Zum Buch:
Anita hat es schwer. Ohne berufliche Zukunft ist auch an ein eigenständiges, unabhängiges Leben nicht zu denken. Trotz abgeschlossenen Studiums ist sie gezwungen bei Ihren Eltern zu leben, sich mit unklaren Zukunftsaussichten an deren kargem Tisch satt zu essen, und wie ihr geht es vielen Jugendlichen in dieser Zeit in Spanien – in der wirtschaftlichen Depression ist bekanntlich die psychische nicht weit.

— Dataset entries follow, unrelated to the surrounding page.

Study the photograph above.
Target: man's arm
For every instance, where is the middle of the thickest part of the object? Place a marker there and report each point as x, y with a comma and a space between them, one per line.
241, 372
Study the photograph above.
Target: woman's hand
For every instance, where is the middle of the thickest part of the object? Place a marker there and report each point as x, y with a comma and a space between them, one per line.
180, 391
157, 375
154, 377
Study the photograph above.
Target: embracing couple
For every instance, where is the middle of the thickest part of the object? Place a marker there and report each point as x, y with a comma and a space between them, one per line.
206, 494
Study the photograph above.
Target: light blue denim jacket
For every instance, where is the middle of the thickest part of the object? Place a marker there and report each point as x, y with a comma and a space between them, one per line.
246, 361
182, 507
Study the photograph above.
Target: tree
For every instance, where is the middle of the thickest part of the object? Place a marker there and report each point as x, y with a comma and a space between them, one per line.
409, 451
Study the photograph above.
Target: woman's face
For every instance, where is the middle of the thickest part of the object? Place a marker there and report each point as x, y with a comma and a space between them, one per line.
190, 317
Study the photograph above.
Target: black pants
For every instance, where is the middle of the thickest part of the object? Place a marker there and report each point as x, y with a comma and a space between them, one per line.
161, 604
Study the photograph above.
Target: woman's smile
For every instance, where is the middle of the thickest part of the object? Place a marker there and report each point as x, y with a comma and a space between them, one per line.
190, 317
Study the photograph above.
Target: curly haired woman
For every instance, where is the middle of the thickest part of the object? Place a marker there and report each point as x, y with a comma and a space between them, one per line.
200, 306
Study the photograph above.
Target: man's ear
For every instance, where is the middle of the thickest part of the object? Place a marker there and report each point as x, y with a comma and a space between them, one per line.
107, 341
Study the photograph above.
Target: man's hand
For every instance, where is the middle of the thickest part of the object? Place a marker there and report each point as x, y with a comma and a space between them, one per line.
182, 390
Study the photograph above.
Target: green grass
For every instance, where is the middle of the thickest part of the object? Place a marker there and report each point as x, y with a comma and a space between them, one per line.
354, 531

Gemeinsame Demonstrationen gegen diese aussichtlose Lage helfen da weniger als das anschließende ‚Abhängen’ und ‚Geschichtenerzählen’ in den Parks.
Zunächst sah es so aus, als hätte wenigstens ihr Bruder mit einer Dozentur in Germanistik an der Berliner Universität das große Los gezogen. In Wahrheit aber fristet er des lieben Geldes wegen sein Dasein auf dem Bau, wohnt im Gartenhaus eines von den Eigentürmern längst vergessenen Gartens. Ist er aber auch am Ort seiner Lieblingsdichterin Gertrud Kolmar angekommen?

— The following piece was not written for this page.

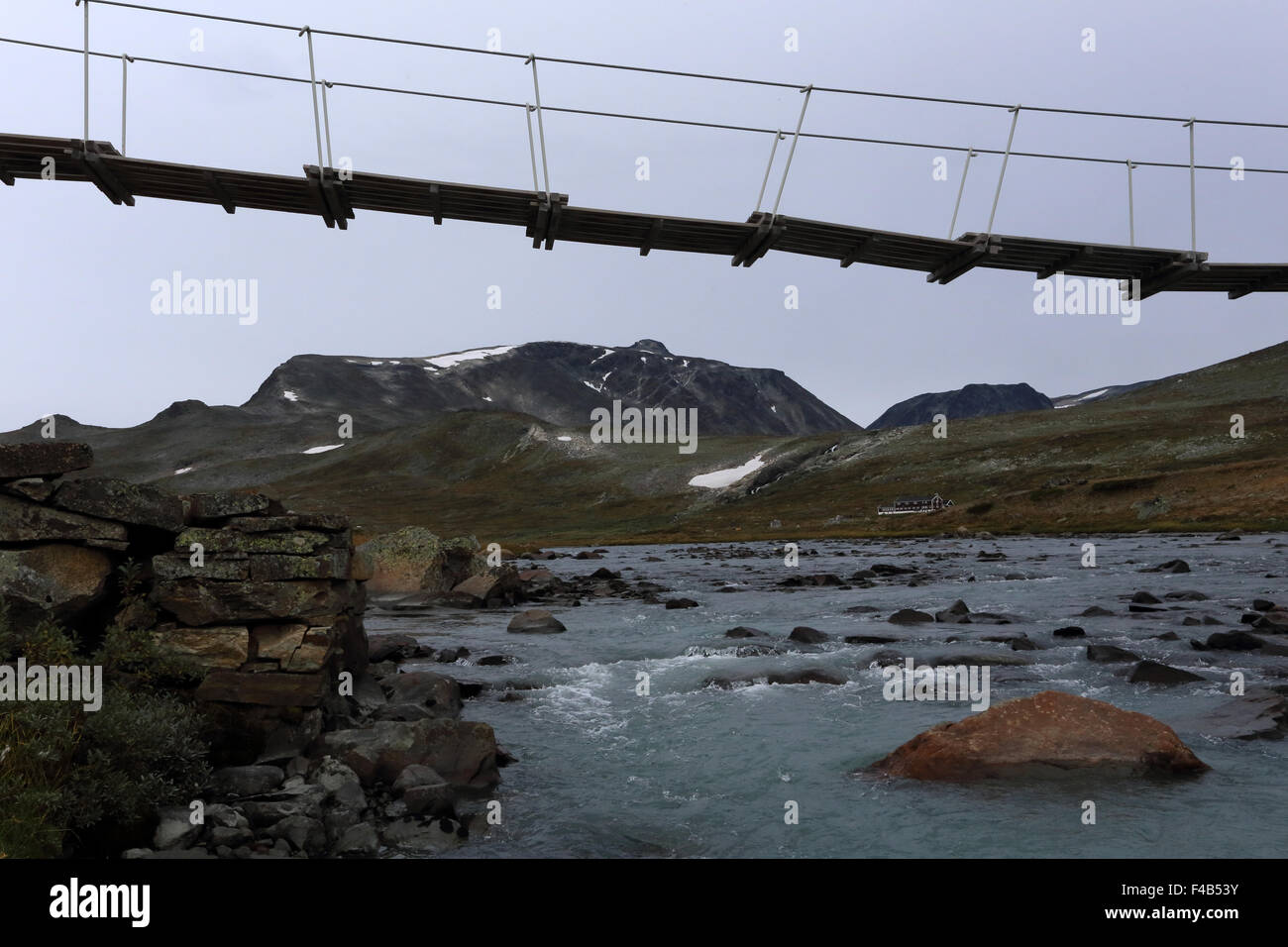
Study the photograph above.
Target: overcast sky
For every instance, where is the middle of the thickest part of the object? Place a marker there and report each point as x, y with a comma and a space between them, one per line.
76, 270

Als Anita ihre Eltern tot im Schlafzimmer entdeckt, will sie es nicht wahrhaben und reagiert auf eine Weise, die dem Roman eine neue Wendung gibt. Während sie den Tod ihrer Eltern nach außen verheimlicht, lässt sie sie in ihrem Innern und in dem gemeinsamen Zuhause in geradezu phantastischer Weise weiterleben. Sie kommuniziert mit ihnen, trägt sie von einem Ort zum anderen und staffiert sie aus, während sie selbst in die Kleider der Mutter und nach und nach ganz in deren Leben schlüpft. Selbst ihre Freunde erkennen sie nicht als Anita – die Verwandlung scheint perfekt. So getarnt macht sie sich auf den Weg, den mysteriösen Liebhaber ihrer Mutter zu finden. Ist er möglicherweise identisch mit dem in inkognito lebenden deutschen Bestsellerautor? Welche Rolle spielte ihr Vater in dieser Geschichte? Geheimnisse, die zu lüften sind, gibt es bis zum furiosen Ende des Romans genug.

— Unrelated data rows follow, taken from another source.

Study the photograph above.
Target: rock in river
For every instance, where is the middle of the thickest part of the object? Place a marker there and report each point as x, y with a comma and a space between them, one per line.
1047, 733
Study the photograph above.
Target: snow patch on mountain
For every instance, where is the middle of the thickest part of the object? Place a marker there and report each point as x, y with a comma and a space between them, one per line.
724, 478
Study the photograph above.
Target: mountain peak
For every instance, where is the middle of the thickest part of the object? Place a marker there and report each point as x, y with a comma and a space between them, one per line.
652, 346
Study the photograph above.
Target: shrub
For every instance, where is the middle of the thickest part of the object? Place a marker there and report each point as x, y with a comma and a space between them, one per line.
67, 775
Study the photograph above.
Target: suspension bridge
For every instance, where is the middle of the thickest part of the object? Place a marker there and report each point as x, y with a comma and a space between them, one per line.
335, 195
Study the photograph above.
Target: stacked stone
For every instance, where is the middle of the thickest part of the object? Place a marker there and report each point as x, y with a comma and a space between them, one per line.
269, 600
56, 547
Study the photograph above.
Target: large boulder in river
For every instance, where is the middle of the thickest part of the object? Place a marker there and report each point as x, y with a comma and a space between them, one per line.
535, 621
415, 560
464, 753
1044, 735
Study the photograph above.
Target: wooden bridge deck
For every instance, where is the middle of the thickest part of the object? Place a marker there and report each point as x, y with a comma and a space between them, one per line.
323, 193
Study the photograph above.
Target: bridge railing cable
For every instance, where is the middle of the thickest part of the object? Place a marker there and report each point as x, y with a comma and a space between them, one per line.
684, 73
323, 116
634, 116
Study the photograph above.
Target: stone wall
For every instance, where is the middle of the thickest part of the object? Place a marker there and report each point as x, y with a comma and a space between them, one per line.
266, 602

Das Buch, von den Medien hochgelobt, ist bereits auf den Bestsellerlisten. Ich bin jetzt erst darauf gestoßen – manchmal braucht es eben den glücklichen Zufall, eine der besonderen Perlen in der Literatur aufzustöbern. Anna Katharina Hahn ist eine grandiose Erzählerin – Das Kleid meiner Mutter ist poetisch, vielschichtig, spannend. Unter der Oberfläche brodeln jede Menge Überraschungen, die den Leser in Atem halten. Anfangs noch überzeugt, einen realistischen Roman vor sich zu haben, ziehen einen die phantastischen Elemente mehr und mehr in den Bann, bis man sich zuletzt fragt, was real, was Phantasie ist?